By Greg O’Brien, DEDJTR Ellinbank

DAIRY farmers are looking anxiously for the autumn break to take the pressure off feed budgets and the workload associated with feeding supplements.
The three-month climate outlook issued by the Bureau of Meteorology on February 25 is promising for April in the Gippsland region.
Overall, there are slightly better than average odds for average rainfall for the next three months, with significant odds of warmer than average temperatures.
It is important to remember that this is just a forecast, not a prediction this will definitely happen.
It is helpful to understand the drivers behind the outlook. El Niño is steadily declining, with models forecasting a return to a neutral pattern in late autumn to early winter.

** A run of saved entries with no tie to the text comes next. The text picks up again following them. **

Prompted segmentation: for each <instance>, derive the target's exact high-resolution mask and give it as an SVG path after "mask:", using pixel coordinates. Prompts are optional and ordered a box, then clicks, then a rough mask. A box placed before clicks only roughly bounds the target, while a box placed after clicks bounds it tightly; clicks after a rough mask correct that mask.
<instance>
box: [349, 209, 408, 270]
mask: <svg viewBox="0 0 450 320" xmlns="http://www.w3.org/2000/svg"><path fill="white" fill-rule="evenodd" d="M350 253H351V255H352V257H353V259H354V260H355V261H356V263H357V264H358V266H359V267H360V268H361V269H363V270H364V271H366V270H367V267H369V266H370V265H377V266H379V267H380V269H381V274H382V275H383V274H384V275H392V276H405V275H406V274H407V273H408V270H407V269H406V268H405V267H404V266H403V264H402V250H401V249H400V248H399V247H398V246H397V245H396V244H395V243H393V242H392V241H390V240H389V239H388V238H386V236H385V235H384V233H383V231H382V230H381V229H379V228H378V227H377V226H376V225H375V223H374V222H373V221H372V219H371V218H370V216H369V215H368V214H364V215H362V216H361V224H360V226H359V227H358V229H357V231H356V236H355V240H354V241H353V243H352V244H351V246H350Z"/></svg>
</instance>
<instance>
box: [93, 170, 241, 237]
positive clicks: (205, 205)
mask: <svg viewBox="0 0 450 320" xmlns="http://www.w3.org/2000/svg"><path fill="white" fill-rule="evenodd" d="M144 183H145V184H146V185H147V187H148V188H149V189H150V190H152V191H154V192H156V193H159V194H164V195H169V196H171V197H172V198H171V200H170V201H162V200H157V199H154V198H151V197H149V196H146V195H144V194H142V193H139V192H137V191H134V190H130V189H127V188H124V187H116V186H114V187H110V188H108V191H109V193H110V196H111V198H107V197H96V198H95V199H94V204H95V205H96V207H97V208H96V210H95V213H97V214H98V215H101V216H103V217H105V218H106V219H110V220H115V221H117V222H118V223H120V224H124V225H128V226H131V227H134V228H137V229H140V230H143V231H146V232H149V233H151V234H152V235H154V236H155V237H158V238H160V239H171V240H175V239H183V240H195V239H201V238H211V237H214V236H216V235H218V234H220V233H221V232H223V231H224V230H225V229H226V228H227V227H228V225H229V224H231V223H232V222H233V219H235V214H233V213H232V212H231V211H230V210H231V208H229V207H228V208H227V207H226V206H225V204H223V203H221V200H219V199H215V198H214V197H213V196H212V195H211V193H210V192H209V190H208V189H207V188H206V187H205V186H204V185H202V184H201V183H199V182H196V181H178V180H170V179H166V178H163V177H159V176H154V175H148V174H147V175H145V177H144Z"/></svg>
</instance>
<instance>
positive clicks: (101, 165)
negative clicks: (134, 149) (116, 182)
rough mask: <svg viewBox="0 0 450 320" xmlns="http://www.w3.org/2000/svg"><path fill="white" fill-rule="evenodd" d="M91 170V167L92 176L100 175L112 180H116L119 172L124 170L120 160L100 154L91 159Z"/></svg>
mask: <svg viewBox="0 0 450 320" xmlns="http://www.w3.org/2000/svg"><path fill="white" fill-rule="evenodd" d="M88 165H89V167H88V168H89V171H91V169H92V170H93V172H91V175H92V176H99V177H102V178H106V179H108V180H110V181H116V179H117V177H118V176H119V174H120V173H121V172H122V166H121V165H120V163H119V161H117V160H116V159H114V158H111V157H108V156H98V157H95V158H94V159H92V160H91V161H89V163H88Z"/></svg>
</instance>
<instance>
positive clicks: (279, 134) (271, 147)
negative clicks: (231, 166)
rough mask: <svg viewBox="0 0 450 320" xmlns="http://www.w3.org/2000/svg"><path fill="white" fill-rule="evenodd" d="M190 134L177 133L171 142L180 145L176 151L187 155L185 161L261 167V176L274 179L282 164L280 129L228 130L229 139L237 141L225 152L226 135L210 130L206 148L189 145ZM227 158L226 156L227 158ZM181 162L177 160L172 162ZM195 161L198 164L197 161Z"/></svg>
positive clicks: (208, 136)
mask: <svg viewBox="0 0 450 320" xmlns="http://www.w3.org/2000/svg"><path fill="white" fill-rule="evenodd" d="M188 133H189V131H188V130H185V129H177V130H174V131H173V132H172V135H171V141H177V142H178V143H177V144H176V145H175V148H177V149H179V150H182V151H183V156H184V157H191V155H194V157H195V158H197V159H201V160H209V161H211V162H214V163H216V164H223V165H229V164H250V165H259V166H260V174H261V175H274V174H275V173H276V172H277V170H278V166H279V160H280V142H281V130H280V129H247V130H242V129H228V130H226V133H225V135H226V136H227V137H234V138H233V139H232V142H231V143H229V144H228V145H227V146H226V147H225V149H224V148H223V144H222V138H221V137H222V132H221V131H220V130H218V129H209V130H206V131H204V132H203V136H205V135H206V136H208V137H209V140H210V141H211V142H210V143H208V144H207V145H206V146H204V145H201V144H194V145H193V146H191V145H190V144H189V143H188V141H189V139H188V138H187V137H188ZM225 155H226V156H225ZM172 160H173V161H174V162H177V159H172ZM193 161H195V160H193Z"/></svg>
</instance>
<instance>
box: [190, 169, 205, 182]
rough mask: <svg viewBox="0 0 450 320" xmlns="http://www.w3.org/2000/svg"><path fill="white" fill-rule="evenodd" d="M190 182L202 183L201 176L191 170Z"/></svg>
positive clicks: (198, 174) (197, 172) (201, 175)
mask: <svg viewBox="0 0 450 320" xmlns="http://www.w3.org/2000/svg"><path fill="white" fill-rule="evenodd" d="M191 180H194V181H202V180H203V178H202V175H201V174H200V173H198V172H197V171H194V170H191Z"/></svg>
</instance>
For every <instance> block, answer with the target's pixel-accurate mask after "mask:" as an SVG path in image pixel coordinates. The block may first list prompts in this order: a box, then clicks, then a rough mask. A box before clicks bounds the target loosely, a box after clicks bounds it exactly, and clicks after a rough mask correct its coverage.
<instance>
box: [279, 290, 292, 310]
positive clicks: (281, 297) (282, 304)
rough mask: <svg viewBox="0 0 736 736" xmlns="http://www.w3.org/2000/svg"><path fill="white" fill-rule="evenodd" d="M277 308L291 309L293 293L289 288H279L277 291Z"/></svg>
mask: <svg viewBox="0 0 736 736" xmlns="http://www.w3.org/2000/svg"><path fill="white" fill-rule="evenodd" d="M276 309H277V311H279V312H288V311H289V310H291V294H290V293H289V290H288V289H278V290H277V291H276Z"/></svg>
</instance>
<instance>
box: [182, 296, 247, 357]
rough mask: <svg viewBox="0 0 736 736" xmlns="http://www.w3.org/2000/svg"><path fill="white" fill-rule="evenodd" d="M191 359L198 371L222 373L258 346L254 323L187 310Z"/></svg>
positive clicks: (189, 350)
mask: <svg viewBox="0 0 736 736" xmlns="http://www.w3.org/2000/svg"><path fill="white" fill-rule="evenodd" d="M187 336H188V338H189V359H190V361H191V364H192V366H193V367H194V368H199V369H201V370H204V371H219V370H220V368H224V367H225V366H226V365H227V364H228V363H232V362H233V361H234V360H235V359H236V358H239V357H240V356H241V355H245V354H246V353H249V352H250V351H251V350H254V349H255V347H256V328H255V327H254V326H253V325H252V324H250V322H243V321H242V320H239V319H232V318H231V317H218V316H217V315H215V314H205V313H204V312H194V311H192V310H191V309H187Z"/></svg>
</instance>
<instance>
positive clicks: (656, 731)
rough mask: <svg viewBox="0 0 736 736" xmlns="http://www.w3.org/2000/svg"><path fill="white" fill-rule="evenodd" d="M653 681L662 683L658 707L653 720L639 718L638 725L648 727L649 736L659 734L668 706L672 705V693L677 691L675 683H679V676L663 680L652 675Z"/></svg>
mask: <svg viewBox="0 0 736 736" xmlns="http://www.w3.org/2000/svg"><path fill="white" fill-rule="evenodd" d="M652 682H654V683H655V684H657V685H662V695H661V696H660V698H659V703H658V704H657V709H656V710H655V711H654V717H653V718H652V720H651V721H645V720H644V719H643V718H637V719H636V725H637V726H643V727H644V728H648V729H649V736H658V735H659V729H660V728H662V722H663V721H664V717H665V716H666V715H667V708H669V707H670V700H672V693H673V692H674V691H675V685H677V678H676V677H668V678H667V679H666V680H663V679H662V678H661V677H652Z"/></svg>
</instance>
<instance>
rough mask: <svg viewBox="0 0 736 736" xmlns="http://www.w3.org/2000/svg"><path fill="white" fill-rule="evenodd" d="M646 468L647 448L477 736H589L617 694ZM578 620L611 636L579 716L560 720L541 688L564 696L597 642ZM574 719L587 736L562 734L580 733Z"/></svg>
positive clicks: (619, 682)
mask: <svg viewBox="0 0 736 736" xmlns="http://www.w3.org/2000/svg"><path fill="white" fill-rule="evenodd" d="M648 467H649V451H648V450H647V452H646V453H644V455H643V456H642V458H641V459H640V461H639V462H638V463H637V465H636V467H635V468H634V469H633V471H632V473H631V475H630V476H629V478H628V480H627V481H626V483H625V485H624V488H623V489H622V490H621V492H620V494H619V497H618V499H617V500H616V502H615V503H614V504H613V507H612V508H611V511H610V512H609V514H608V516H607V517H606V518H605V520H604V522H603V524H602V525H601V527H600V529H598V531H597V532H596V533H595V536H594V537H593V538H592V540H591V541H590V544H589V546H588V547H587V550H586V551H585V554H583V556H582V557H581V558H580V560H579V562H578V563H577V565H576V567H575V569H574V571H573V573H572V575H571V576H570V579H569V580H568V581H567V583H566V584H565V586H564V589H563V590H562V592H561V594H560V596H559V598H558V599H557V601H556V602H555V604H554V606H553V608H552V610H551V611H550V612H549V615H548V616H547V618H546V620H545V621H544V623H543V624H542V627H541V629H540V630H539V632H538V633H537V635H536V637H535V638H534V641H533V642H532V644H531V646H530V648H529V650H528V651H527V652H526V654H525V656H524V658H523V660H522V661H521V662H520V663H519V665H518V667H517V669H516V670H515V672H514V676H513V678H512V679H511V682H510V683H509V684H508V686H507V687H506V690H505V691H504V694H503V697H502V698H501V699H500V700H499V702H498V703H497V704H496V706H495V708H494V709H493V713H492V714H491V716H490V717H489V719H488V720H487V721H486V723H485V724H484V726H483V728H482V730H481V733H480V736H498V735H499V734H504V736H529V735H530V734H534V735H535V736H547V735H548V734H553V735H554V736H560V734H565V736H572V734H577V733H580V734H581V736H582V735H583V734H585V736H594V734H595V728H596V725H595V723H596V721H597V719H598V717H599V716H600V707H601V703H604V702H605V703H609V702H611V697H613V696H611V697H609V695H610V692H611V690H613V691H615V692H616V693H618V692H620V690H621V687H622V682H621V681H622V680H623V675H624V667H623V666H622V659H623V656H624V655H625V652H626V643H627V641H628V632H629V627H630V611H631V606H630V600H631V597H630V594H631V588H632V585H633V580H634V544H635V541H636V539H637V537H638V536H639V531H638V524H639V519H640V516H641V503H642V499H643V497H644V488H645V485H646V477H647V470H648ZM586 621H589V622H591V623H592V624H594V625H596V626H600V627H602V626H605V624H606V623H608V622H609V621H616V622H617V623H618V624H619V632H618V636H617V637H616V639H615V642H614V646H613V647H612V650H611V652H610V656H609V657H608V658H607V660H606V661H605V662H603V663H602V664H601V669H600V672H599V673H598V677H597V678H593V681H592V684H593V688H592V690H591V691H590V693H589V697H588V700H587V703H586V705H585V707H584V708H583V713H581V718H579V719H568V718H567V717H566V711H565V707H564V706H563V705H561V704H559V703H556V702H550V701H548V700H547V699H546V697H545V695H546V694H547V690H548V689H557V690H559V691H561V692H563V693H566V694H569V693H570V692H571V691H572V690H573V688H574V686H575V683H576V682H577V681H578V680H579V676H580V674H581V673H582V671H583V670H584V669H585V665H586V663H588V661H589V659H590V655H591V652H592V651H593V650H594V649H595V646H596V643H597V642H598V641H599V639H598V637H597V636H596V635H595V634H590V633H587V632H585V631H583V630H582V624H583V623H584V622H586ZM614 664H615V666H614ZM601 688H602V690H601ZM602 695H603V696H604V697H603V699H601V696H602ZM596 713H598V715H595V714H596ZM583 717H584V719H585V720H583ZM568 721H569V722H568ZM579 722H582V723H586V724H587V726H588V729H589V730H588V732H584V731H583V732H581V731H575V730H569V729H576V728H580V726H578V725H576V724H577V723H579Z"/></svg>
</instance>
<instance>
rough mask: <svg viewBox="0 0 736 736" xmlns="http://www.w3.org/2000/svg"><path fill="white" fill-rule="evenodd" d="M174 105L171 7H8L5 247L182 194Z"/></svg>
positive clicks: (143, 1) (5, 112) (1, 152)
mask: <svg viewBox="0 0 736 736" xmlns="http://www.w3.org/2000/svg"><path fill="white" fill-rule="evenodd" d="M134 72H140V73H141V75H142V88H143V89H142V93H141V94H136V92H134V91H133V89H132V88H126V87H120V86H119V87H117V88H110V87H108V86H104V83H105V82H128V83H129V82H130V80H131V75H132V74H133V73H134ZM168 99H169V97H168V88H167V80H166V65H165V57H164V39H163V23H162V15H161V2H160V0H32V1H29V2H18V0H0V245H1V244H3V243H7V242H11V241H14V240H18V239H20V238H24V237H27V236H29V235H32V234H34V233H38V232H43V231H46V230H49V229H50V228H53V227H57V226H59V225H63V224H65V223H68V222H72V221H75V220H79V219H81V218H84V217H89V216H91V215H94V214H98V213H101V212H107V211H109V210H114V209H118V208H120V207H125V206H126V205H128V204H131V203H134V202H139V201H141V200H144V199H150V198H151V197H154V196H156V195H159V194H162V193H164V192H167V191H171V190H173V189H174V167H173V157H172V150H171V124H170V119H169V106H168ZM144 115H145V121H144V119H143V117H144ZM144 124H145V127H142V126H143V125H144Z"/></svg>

During the latter breakdown part of the El Niño cycle, warmer days tend to persist over northern and eastern Australia, with warmer nights across much of Australia.
In addition to El Niño, there are widespread warmer than average sea surface temperatures across much of the Indian Ocean, as well as waters surrounding Australia.
The warmer waters are likely to reinforce local above average air temperatures.
Soil moisture has been relatively low across northern and eastern parts of Australia, particularly in the drought-affected regions.
By April, air pressure is likely to be closer to normal.
Bureau climatologists monitor the climate for any significant developments, with information on El Niño/La Niña and IOD events available fortnightly via the ENSO Wrap-Up.
For a summary of Pacific and Indian Ocean outlooks, please see the Climate Model Summary.
So there is some cause for optimism in the climate outlook post-March, just no guarantees.
One way to deal with uncertainty is to plan with risk management in mind.
From a feed planning point of view, it might mean considering the need for extra supplements if the break is late.
Weigh up the potential for a price rise if you delay purchasing feed versus having purchased feed you don’t need.
Another risk factor is the availability of the type of hay you might need to purchase. If supply is tight, then the risk of not being able to source the feed is relatively high.
You might decide to purchase the hay if the risk of not being able to source it later appears high. The timing of any pasture renovation can also be influenced by the amount and timing of autumn rain.
We know pastures that establish early produce a lot more feed through autumn and winter, while late sown pastures may provide little feed until the weather warms coming into spring.
So early sowing is desirable if it can be done successfully.